Dans le cadre de la stratégie France 2030, l’IA a pris une place particulière avec la création du Comité de l’Intelligence Artificielle générative, le 19 septembre 2023 dont le but est éclairé le gouvernement dans cette révolution technologique. L’écosystème public se met en place. On peut noter que le privé n’est pas en reste avec par exemple Mistral IA qui est opérationnel et Kyutai, l’Open Ai à la Française de Xavier Neil lancé le 17 novembre 2023. L’originalité de Kyutai est qu’il est en open source, seule possibilité pour rattraper le retard au démarrage des acteurs français, la force de l’intelligence collective, comme d’ailleurs l’était à l’origine Open AI. La structuration de la réponse française est une structuration de l’offre qui à terme pourrait être positive, mais l’IA générative peut aussi structurer la demande et les usages. Comment l’IA va-t-elle transformer la formation ? Nous avons déjà abordé le sujet (https://affen.fr/technologie/formation-linvasion-de-lia-a-commence/), la nouveauté est que la course à l’adoption a été lancée pour les usages ?

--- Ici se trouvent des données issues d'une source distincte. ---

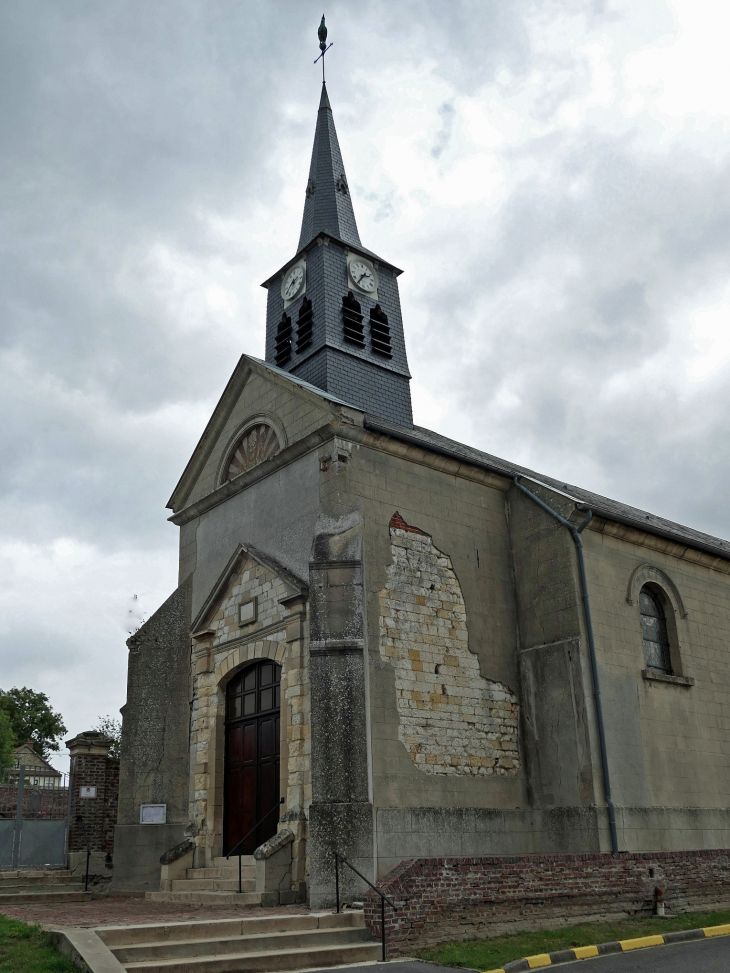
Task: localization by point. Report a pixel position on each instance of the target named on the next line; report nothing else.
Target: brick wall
(99, 814)
(460, 898)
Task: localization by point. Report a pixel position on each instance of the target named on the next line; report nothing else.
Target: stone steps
(273, 961)
(247, 861)
(44, 895)
(268, 943)
(221, 873)
(29, 878)
(204, 897)
(260, 945)
(213, 884)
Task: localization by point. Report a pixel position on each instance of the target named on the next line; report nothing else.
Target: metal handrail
(80, 820)
(248, 834)
(383, 897)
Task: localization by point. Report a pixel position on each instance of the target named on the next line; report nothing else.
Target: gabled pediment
(259, 399)
(252, 592)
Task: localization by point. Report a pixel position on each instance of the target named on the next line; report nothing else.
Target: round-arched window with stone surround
(258, 443)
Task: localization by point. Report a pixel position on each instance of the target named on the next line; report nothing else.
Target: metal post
(18, 816)
(337, 881)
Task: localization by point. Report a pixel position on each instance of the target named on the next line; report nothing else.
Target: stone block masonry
(451, 719)
(460, 898)
(93, 818)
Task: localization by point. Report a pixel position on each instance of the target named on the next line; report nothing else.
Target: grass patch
(28, 949)
(489, 954)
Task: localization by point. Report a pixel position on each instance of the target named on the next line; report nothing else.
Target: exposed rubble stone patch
(451, 719)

L’infusion ou la percolation de l’IA est particulièrement intéressante pour tous les métiers de l’administration de la formation qui pourrait facilement être pilotée par l’IA et donc libérer des forces vives pour les actions de formation. Cette idée simple, voir même simpliste, nécessite d’avoir une nouvelle gouvernance de la formation pour éviter les freins légitimes au changement et à terme la percolation. Comparaison n’est pas raison, mais permet la mise en perspective. La plateforme FUN MOOC lancée en 2013, soit un an après le lancement de Coursera de Sandford et d’EdX de Harvard, ce qui en faisait une innovation majeure dans la stratégie des plateformes éducative pouvant doter la France d’un outil extraordinairement scalable de la formation. 10 ans après où est le projet du Amazon français de la formation ? Du Netflix du MOOC ? L’intérêt n’est pas tant d’avoir la bonne idée au bon moment, mais de la faire pivoter dans le temps pour qu’elle puisse porter toutes ses potentialités.

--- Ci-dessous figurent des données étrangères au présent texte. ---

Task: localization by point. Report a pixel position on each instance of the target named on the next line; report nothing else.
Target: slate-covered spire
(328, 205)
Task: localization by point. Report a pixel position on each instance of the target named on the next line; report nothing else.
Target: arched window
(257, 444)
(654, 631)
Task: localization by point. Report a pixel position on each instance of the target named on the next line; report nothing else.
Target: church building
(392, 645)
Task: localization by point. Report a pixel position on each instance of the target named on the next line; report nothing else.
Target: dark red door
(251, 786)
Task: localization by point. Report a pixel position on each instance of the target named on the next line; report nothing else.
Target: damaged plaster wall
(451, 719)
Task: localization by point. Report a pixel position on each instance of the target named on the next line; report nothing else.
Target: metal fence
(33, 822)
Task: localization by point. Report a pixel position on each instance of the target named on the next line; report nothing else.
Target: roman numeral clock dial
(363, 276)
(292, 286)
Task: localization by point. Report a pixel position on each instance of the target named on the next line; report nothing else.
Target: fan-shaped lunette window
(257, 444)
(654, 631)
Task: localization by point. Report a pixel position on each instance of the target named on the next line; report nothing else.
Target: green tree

ChatGPT n’échappe pas à ce timing, un an après l’émergence de l’outil reste à construire l’usage par l’organisation de la formation. Toutes les étapes se trouvent boostées que ce soit sur la définition pédagogique, la construction des supports, des situations apprenantes, et même le marketing de la formation pour donner envie, ChatGPT est un accélérateur de performance à tous les niveaux. Les métiers de la formation deviennent plus créatifs avec un gain de temps extraordinaire que ce soit les animateurs, les pédagogues ou les managers de la formation, tous vont profiter de gains de productivité. La question n’est pas de savoir s’il faut ou non accepter ChatGPT dans son métier mais comment le métier va s’enrichir avec l’IA. Il y aura ceux qui resteront productifs avec l’IA et ceux qui ne le seront pas. La formation de par sa légitimité sociale est souvent un accélérateur d’intégration de l’innovation. Et si la formation est stratégique pour l’entreprise, elle se dotera ainsi de marges de manœuvre nouvelles pour se transformer.

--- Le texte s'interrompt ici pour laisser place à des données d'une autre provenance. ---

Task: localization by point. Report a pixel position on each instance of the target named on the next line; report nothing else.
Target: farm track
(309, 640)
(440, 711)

ChatGPT comme innovation choisie est la rencontre d’une technologie et d’un social. L’entreprise a une responsabilité particulière en la matière. C’est d’érotiser l’innovation, faire de ChatGPT une innovation qui fasse sens pour les apprenants. Pas tant pour l’innovation elle-même que pour la courbe d’apprentissage qu’elle engendre. Apprendre du nouveau, et du nouveau encore, pour que d’innovations en innovations chaque collaborateur puisse entrer en douceur dans le 21ième siècle. La politique de formation est la clé pour une transformation heureuse par anticipation des changements à venir.